The other difficult obstacle is getting others to understand the nature of media and not messages. Media overwork us completely (as McLuhan notes). The content of TV - lost in debates about TV and kids, for instance - is not as important as TV itself.
Where composition has been stumbling is over media. Harvard's English A struggled to understand the nature of print ("Look at this handwriting! You fail and need remedial work!"). Composition in the 1960s couldn't get film or TV (See Braddock et al in Research on Written Composition when they briefly mention the two).
Today composition - as it becomes fascinated more and more with media - still doesn't get it. The logic and rhetorical conventions media produces - just as print produced its own methods of categorization in the table or list, among others - are being looked over as the logic of print is applied to new media.
The real question for what is composition now is - can we develop a pedagogy in terms of networks, remixing, juxtaposition, fragments, interlinking, etc. etc. etc.?
Aligned with this question is who will teach us these things? How will we practice imitatio today? By continuing to read a series of canonical textbook essays? Or by looking to media itself? How can we adopt the language of new media to writing? Why aren't we?

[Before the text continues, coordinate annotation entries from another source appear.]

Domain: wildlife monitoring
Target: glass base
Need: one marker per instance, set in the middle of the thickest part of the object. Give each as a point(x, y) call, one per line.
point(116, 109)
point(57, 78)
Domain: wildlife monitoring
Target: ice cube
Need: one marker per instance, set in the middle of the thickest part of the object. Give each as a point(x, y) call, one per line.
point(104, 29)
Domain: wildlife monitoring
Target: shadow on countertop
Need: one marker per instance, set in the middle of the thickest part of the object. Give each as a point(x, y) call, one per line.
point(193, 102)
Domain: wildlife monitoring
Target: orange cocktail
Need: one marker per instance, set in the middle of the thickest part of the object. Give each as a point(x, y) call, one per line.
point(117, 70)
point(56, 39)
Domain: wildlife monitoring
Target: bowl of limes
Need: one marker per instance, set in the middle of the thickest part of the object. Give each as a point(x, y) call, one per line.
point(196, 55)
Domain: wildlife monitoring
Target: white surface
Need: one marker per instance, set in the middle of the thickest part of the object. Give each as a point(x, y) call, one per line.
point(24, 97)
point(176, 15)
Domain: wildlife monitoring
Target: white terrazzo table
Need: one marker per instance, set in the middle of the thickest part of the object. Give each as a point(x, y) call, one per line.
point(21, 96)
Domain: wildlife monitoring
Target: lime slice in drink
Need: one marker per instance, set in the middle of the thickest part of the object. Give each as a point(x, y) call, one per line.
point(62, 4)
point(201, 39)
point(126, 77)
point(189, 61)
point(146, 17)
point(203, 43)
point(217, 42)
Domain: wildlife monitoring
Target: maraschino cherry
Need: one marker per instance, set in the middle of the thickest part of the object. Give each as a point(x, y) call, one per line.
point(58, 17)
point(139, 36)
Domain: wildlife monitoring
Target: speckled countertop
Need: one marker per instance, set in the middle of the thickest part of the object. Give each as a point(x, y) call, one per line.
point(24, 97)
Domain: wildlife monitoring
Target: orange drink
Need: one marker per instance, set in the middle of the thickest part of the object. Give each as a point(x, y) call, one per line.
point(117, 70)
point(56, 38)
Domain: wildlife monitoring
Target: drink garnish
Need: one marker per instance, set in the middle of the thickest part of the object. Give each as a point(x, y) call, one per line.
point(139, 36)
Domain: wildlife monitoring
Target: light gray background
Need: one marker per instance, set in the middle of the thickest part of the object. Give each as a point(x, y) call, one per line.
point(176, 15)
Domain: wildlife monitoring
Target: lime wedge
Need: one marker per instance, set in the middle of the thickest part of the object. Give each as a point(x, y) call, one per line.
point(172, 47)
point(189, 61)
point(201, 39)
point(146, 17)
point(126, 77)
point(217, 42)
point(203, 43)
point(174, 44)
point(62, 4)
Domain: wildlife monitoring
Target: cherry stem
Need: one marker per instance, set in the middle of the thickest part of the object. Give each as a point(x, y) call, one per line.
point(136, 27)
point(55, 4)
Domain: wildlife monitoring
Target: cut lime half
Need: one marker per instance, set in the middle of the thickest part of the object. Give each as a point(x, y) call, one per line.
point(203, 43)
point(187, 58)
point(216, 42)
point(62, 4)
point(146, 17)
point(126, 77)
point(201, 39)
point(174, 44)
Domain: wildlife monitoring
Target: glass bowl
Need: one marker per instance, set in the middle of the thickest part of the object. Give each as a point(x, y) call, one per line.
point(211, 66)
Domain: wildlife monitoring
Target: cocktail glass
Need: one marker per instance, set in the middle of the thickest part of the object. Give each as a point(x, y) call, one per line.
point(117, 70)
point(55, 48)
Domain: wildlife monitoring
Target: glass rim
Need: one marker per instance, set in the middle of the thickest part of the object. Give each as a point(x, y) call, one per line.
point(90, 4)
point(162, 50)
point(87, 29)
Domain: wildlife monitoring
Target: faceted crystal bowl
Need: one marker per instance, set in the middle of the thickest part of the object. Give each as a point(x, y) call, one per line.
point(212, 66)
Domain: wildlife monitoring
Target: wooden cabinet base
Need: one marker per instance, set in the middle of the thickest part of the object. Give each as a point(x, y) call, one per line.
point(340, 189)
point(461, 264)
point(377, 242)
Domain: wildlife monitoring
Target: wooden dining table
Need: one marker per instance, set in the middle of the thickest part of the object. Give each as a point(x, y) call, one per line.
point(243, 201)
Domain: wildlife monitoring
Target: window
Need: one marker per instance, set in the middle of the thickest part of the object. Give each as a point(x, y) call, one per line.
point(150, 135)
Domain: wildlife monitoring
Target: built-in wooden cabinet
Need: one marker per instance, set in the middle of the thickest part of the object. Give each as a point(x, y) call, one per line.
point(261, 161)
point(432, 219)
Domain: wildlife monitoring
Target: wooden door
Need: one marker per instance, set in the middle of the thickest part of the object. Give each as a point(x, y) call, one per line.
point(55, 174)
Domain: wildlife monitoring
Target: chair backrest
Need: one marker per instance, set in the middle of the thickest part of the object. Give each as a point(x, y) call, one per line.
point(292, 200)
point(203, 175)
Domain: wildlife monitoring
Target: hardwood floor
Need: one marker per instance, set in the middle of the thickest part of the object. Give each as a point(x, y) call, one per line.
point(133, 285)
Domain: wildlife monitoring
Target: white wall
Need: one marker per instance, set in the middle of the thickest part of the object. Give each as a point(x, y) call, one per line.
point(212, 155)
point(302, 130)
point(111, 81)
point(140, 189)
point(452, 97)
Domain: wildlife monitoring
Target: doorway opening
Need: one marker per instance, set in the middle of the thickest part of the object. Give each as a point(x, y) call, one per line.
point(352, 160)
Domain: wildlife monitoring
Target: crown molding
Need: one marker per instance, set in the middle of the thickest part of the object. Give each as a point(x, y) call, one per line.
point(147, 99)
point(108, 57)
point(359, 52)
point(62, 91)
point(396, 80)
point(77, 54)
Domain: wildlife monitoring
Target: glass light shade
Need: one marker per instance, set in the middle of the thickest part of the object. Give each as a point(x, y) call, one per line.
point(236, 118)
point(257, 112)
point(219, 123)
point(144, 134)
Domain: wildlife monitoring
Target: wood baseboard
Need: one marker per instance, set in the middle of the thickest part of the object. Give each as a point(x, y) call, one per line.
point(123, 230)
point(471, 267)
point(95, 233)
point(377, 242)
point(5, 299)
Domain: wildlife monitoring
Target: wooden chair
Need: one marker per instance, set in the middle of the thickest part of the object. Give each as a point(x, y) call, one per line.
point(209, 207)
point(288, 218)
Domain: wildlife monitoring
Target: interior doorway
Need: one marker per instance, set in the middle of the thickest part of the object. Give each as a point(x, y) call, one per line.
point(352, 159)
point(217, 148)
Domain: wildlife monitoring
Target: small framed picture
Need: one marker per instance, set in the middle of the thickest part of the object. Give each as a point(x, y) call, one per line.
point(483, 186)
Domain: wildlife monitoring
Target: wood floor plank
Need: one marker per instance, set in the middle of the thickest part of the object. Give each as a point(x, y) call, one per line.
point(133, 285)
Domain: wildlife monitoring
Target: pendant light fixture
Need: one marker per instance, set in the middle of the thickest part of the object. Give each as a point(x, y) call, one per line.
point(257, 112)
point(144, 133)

McLuhan reminds us that in times of changes, we use the old to do the work of the new. We see that today as the most popular of all new media, the weblog, is forced into the same position as the short story, the read essay, the advertisement, etc. have been in first year writing: analyze this writing for its rhetorical stance/approach/position. Analysis (and here I wish we used all the word’s meanings) leads to “critical thinking.” Does it? It doesn’t. Zizek tells us otherwise. Barthes tells us otherwise. And as Jenny notes, affect tells us otherwise. Analysis has been shoved into a cubby hole of just another assignment which fails to accommodate the way knowledge is produced. But we like thinking that the rhetorical analysis is responsible teaching – because we wouldn’t want irresponsible writing, would we? Or we should take issue with responsibility and how we convince ourselves of false writing ethics at a latter date….
Replies: 1 Comment
I won't start a debate, but I will agree with what you said about resistance. People tend to forget that what is now old and comfortable was once new and strange, and possibly, even exciting.